Correct way to free memory in C

Question

so I'm trying to understand the whole concept of memory management in C and I was given this code:

int main(int argc, int *argv[]) {
  item *x = NULL;
  x = (item *) malloc (sizeof(item));

  ...

  free_item(&x);
}

void free_item(item **x) {
  free(*x);
  *x = NULL;
}

where item is earlier defined structure. The point, where I get confused is free_item(&x); because when I write free_item(x); and change the function to:

void free_item(item *x) {
  free(x);
  x = NULL;
}

the code seems to work the same way as the previous one.

So, is there any difference? And if not, is there any reason, why would someone send an adress on a pointer of a structure to a function, which frees this structure?

Answer 1

Yes. First, I think there's a typo in your modified function. It should be:

void free_item(item *x) {
  free(x);
  x = NULL;
}

Now, for the differences. The free call will succeed, as all it expects is a "pointer-to-type" variable for data which is allocated dynamically on the heap.

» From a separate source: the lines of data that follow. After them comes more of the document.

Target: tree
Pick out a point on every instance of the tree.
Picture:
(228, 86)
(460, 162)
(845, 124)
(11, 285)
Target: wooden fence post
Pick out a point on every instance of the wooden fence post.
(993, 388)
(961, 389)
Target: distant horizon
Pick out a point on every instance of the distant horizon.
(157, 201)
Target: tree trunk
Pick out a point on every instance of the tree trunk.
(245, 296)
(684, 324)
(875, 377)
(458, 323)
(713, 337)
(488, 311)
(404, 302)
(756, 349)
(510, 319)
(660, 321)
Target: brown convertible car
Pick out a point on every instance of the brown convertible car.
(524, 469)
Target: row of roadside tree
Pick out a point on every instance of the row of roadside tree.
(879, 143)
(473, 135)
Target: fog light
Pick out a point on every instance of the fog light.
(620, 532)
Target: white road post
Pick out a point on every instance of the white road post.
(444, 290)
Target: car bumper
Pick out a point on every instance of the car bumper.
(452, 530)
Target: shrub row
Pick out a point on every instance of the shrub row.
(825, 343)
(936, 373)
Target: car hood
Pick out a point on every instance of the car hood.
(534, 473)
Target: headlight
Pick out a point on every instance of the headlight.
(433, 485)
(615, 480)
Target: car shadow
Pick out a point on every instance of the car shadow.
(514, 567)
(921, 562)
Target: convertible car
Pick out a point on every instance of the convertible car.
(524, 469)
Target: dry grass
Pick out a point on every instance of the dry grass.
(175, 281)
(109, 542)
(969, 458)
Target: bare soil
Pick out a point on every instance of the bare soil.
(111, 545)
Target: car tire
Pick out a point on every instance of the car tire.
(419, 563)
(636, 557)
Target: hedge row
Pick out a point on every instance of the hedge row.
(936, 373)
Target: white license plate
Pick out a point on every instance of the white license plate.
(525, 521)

The second part, x = NULL, will not work as expected. Remember, in C, when passing an argument to a function, we pass by value always, never by reference. You are being passed a copy of a variable, so x = NULL just sets a temporarily automatically allocated copy of x to NULL, not the actual variable passed as an argument.

The original function which you changed does both parts correctly.